There are ways of defining position eigenkets, but they are not functions and you can't construct a Hilbert space of states out of them.

Cheers

Dave

 

[George Jones]

Hi,

I was wondering how the state vector for a particle in a 1-D box can be expanded as a linear combination of the discrete energy eigenkets as well as a linear combination of the continuous position eigenkets. It seems to me that this is a contradiction because one basis is countable whereas the other is uncountable. Is there any way of reconciling this?

Take a look at this thread:

https://www.physicsforums.com/showthread.php?t=258277.

 

[adjklx]

Take a look at this thread:

https://www.physicsforums.com/showthread.php?t=258277.

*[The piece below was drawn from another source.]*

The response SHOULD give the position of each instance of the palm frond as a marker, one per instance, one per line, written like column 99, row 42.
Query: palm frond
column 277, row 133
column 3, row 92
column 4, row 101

Thanks very much, that was really help helpful. I think what you're saying is that since the generalized position eigenstates lie outside the Hilbert space they cannot be considered a basis by definition . This means that the size of \{|X\rangle\} says nothing about the dimension of the subspace of H containing physically viable functions. Is this correct?

If this is correct, it still seems weird to me that any element belonging to the subspace can be expanded as a linear combination of an uncountable orthogonal set as well as a countable orthogonal basis set. Am I thinking about this in the wrong way? Should I just accept that these two expansions are completely separate entities and that only one of them says something about the size of space?

 

[George Jones]

Thanks very much, that was really help helpful. I hope you don't mind, but I have a few small questions:

Sorry, but I'm not an expert on this.

1) Is there a theorem that states that any member of the subspace \Phi, which belongs to the gelfand triple \Phi \subseteq H \subseteq \Phi^*, can be expanded in terms of the generalized position eigenfunctions?

I think that the nuclear spectral theorem applied to the position operator gives this result.

 

[Dale]

There are ways of defining position eigenkets, but they are not functions and you can't construct a Hilbert space of states out of them.

Shouldn't the eigenkets of any Hermitian operator form an orthonormal basis? I thought that was a basic property of all Hermitian operators.

 

[Petar Mali]

Shouldn't the eigenkets of any Hermitian operator form an orthonormal basis? I thought that was a basic property of all Hermitian operators.

No! This is correct only for bounded operators. And \hat{x} is unbounded.

 

[Dale]

Shouldn't x be bounded for the particle in a box?

 

[Petar Mali]

Shouldn't x be bounded for the particle in a box?

\hat{x} is multiplicative operator. Take for exaple function \frac{x}{1+x^2}. This function is in L_2(\mathcal{R}).

And if you multiplicate this function with x you will get function which isn't in

L_2(\mathcal{R}) - \frac{x^2}{1+x^2}. So \hat{x} is unbounded.

 

[adjklx]

\hat{x} is multiplicative operator. Take for exaple function \frac{x}{1+x^2}. This function is in L_2(\mathcal{R}).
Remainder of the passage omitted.